Sente que foi uma medida para “calar” a opinião pública?
Acho que temos de ser sérios e o Governo tem que ser sério do ponto de vista de dizer se queremos empresas fortes. Julgo que estamos todos de acordo, no sentido em que queremos empresas sólidas, a criar emprego, a investir em inovação e em formação. Acho que nisso estamos todos de acordo, ir no populismo de criticar empresas pelo seu bom desempenho e querer com isso que as empresas paguem mais é já o que está a acontecer. Até porque a APED fechou um contrato coletivo de trabalho com um dos sindicatos do setor em setembro, em que tivemos um aumento médio de quase 5% na massa salarial e no salário de entrada 9%, com a garantia de que para o ano pagaríamos sempre cinco euros a mais do salário mínimo nacional nos nossos lugares de entrada no setor, quer em 2023, quer em 2024. Se queremos aumentar salários, criar emprego, investir em inovação e em formação é necessário que as empresas tenham resultados sólidos para fazer esse tipo de investimento.

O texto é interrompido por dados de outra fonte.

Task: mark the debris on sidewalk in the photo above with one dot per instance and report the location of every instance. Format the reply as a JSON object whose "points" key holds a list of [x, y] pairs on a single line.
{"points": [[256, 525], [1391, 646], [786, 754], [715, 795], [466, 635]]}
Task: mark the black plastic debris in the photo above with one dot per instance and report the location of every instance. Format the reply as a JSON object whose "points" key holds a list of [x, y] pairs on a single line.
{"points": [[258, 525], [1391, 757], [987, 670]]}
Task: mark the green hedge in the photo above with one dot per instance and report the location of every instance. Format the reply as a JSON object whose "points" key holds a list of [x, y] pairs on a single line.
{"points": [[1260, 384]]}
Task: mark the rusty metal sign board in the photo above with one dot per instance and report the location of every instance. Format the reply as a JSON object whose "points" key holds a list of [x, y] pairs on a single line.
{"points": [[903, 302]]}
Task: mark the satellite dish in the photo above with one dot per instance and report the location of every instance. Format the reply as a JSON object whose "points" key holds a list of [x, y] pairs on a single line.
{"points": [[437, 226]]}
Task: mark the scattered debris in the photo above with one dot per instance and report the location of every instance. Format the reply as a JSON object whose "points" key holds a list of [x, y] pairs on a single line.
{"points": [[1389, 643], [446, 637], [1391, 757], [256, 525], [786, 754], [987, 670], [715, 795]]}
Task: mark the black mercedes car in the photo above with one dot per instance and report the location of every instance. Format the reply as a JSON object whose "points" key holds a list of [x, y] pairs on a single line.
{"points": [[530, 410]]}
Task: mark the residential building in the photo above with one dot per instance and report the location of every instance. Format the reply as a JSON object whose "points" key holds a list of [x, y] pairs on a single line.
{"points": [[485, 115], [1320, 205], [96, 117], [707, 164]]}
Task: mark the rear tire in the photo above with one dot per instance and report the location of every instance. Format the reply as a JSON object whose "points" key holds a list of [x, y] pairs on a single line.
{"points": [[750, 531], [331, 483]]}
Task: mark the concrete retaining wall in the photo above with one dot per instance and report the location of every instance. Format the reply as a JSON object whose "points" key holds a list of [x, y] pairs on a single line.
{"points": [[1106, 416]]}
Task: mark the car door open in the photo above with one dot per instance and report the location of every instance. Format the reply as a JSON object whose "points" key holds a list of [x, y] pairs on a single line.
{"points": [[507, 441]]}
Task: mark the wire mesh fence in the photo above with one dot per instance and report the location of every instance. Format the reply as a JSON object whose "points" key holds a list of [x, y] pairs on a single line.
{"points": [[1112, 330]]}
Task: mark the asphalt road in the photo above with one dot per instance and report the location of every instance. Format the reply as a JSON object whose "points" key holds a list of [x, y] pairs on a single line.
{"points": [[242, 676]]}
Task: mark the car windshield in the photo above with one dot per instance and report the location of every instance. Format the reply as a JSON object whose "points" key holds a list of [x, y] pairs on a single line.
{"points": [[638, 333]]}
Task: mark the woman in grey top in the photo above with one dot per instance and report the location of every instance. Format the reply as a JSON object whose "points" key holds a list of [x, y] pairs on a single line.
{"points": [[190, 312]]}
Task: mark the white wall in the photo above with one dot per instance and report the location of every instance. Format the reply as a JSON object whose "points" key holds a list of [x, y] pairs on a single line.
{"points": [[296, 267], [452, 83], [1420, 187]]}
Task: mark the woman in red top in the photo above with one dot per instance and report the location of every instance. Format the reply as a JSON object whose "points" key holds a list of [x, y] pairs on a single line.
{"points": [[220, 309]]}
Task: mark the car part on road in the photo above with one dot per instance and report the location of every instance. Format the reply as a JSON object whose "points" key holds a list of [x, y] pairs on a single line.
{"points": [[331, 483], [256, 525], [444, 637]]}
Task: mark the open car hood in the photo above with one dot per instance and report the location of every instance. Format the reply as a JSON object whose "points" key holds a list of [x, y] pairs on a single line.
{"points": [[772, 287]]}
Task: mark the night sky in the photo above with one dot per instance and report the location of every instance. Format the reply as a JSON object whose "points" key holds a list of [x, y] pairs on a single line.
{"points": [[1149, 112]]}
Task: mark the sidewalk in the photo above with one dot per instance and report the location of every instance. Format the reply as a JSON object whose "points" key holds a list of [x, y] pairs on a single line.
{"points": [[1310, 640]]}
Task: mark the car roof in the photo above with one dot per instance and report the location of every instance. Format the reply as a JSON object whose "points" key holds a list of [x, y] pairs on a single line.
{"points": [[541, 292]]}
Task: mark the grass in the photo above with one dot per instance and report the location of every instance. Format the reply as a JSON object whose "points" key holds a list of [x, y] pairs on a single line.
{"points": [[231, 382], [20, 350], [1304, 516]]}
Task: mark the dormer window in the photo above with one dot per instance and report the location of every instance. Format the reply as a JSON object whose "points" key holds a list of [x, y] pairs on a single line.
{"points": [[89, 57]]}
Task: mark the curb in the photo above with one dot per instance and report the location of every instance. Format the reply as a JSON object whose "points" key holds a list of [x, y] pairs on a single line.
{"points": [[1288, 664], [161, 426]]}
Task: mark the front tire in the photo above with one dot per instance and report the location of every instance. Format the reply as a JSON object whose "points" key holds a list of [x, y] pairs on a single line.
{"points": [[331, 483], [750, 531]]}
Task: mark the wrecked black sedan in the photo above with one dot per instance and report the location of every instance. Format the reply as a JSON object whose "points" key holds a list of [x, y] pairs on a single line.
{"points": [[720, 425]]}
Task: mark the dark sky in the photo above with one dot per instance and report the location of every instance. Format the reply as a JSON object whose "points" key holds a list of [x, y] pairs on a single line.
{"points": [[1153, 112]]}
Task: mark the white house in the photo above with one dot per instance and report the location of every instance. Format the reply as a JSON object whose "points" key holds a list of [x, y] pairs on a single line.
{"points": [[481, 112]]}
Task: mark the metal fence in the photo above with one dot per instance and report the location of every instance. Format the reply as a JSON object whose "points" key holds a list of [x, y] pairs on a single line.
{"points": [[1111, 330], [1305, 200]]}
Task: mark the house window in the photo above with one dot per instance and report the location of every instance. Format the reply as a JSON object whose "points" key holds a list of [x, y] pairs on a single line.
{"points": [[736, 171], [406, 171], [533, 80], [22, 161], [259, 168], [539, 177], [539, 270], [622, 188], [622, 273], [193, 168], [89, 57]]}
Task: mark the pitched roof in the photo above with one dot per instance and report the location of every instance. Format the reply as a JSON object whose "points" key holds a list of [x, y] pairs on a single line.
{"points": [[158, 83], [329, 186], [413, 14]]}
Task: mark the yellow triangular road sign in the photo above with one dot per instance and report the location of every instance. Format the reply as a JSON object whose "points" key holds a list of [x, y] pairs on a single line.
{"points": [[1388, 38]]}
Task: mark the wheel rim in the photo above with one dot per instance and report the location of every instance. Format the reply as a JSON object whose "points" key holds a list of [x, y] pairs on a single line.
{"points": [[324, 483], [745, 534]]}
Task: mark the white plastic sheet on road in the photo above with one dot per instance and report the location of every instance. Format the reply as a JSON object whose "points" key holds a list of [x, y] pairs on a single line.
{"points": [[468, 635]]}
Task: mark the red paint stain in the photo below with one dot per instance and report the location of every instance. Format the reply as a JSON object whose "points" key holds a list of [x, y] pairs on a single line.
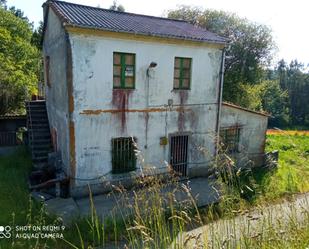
{"points": [[120, 101], [183, 97]]}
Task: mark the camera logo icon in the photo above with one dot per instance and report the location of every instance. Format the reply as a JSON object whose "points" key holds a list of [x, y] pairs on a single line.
{"points": [[5, 232]]}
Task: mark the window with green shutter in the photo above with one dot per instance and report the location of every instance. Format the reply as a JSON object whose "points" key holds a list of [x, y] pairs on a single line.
{"points": [[182, 73], [124, 71]]}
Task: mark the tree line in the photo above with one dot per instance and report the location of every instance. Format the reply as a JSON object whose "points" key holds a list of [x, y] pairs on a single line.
{"points": [[249, 79]]}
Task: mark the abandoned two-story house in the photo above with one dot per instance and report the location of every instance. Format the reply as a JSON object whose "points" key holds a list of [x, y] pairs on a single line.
{"points": [[119, 81]]}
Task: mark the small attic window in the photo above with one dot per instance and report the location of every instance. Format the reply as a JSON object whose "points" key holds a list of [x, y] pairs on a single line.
{"points": [[47, 70]]}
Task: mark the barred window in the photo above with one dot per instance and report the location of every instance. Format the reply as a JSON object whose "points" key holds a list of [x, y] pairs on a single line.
{"points": [[230, 139], [182, 73], [123, 71], [123, 155]]}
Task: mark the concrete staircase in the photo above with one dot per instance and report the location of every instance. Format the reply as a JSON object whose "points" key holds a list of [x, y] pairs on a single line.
{"points": [[38, 131]]}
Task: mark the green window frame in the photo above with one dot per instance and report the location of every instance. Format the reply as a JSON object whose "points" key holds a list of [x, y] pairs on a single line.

E esse imposto extraordinário será a acumular com o que já pagam com a taxa de segurança alimentar para estabelecimentos com área igual ou superior a dois mil metros quadrados….
Temos a taxa de segurança alimentar, a derrama estadual e temos das cargas fiscais mais altas da Europa. E é por isso que, mesmo nos outros países, quando se discute este tema e tem sido muito discutido, tem-se chegado à conclusão que as empresas já são taxadas nos seus resultados, nos seus lucros e nesses países até têm uma carga fiscal inferior à nossa. Agora querem criar mais um fardo para um conjunto de empresas que têm feito tudo para garantir que a cadeia de abastecimento não é corrompida e que esteja a funcionar. Tudo isto causa-nos alguma surpresa, mas estamos a aguardar o que vai acontecer nos próximos dias.
O encontro irá realizar-se nos próximos dias ou ainda não há datas?
O primeiro-ministro disse que a seguir ao debate ia começar a trabalhar no assunto, deduzo que ainda não tiveram tempo e estamos a aguardar.